I can recall numerous times as CEO being told by sales teams “Look, this is what the customer needs”. Translated, this means we need to offer services that meet that need so we can close the opportunity. All too often, the leadership team would go with the customer need to close the deal. The rationale being we will somehow find available resource, and we are smart enough to work out what the deliverable is and make the customer happy. If there was resistance to approving the deal, the argument ‘if we get it right, we can add it to the product portfolio as I know plenty of other customers that will have this need’ came into play.

The self-limiting factor  

Many businesses operate quite successfully and happily in this manner, but one thing these businesses will not be able to do is scale. There is a natural self-limiting factor in being driven by a customer’s need and not the needs of the market. That self-limiting factor is:

  1. Those selling must be involved in delivery as they are designers and implementers.  
  1. Those selling need ‘unique human’ industry skills and knowledge to turn a customer need into a solution that drives an outcome to meet that need.
  1. The portfolio of products in the business gets too wide meaning:
  1. Problems articulating to potential customers where we really excel.
  1. Fail to invest wisely as any investment cost is spread too thinly.
  1. Unable to identify the right additional sales and delivery resource that is aligned to the products that could drive growth.

However, from my experience whilst all the above were true, my key learning was that the core limiting factor was that it was reactionary.  

My leadership team and I were reacting to events rather than being proactive. I realised to truly scale and drive growth, I needed to have a proactive scaling strategy.

A proactive strategy

A proactive scaling strategy is to understand the needs of the market. Understanding how many customers would have that need. Furthermore, how many customers do I need to satisfy our growth expectations.    

To be clear, this was not about throwing away what we had. It was about being very focussed in identifying the products we felt:

  1. Could clearly see solve a problem in the market.
  1. Could be differentiated from our competition.
  1. Met the needs of our Core Customer.

Who is the Core Customer

The Core Customer then becomes an interesting definition. The most important being that this is a real person buying who was buying our product, not a company.  

Once you have identified there is a market need for your product then there has to be a buying persona who is actually buying. The buying persona for each product has; a description, needs, and drivers.

We identified two groups and four personas that would become our key focus for growth:

  1. Planners
  1. Marketing Planner
  1. Sales Planner
  1. Fixers
  1. Marketing Fixers
  1. Sales Fixers

Planners are the people who decide what the business is going to do (strategy). Fixers are the implementers of the what the Planners decided (tactical).  

What became clear to us was that most purchase orders for our products was with the Fixers. This meant products targeted at this persona needed to be highly outcome focused. However, the influence on what products should be used to solve a market problem was with the Planners. Products targeted at this persona, whilst showing an outcome, also needed to show how they supported a wider strategy.
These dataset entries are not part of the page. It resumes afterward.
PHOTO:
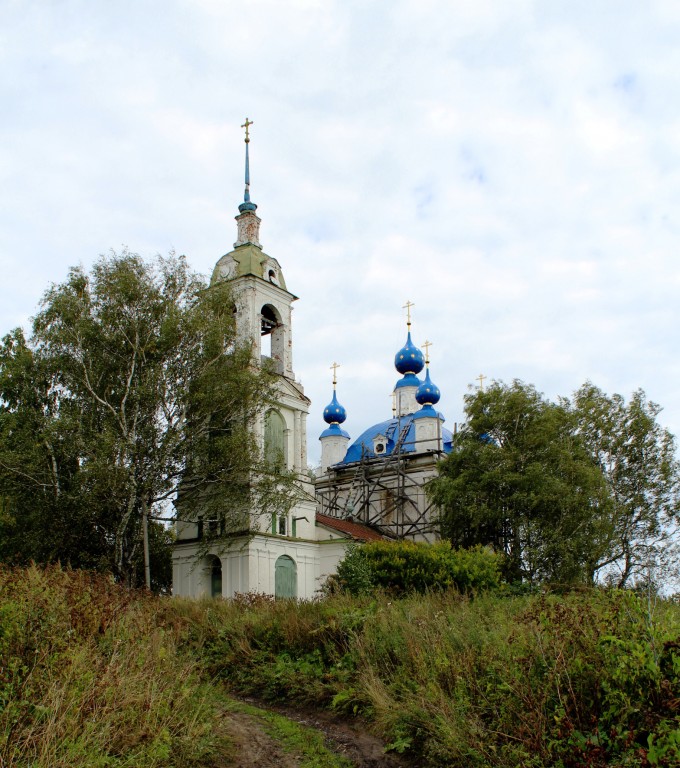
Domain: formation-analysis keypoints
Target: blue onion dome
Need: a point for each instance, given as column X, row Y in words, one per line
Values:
column 334, row 413
column 409, row 359
column 428, row 393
Each product had messaging developed that addressed:

  1. What problem the product solved for the persona.  
  1. How we delivered the product as it related to each persona.
  1. The outcomes based on the persona’s key drivers.
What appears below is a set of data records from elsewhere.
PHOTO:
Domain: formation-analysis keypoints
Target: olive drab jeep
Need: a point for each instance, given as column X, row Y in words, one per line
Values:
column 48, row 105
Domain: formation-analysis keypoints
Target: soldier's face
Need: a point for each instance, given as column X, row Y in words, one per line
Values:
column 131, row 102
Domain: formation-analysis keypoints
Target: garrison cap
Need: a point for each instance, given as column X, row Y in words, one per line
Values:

From these three elements within the frame of the market need, the self-limiting factors began to quickly erode.

  1. Our marketing and sales outreach was focussed on communicating our differentiated offer.
  1. Our delivery teams were trained to deliver on that offer.
  1. We knew the skills and experience needed in sales and delivery people to scale the offer.
  1. We knew the customer needs to be able to deliver a great CX.

A strategy to scale  

A strategy to address scaling requires effort. It requires a business to move from a reactive environment. This is where the business today responds to the customer’s need of the day.

The move is to a proactive environment. This is where the problem the products solve in the market is predefined. The core customer persona is known and proactively targeted.  

An important aspect in a scaling strategy process is the inclusion of the leadership team and, where possible, customer facing managers in defining the core customer persona. Understanding the needs and drivers is not something gathered only from the sales teams. Anybody who is involved in delivering a great customer experience to this persona has valuable insight.  

If you recognise these self-limiting factors in your business, there is a methodology that can be applied. It can identify the right products to scale and deliver core customers a path to achieve scalable growth.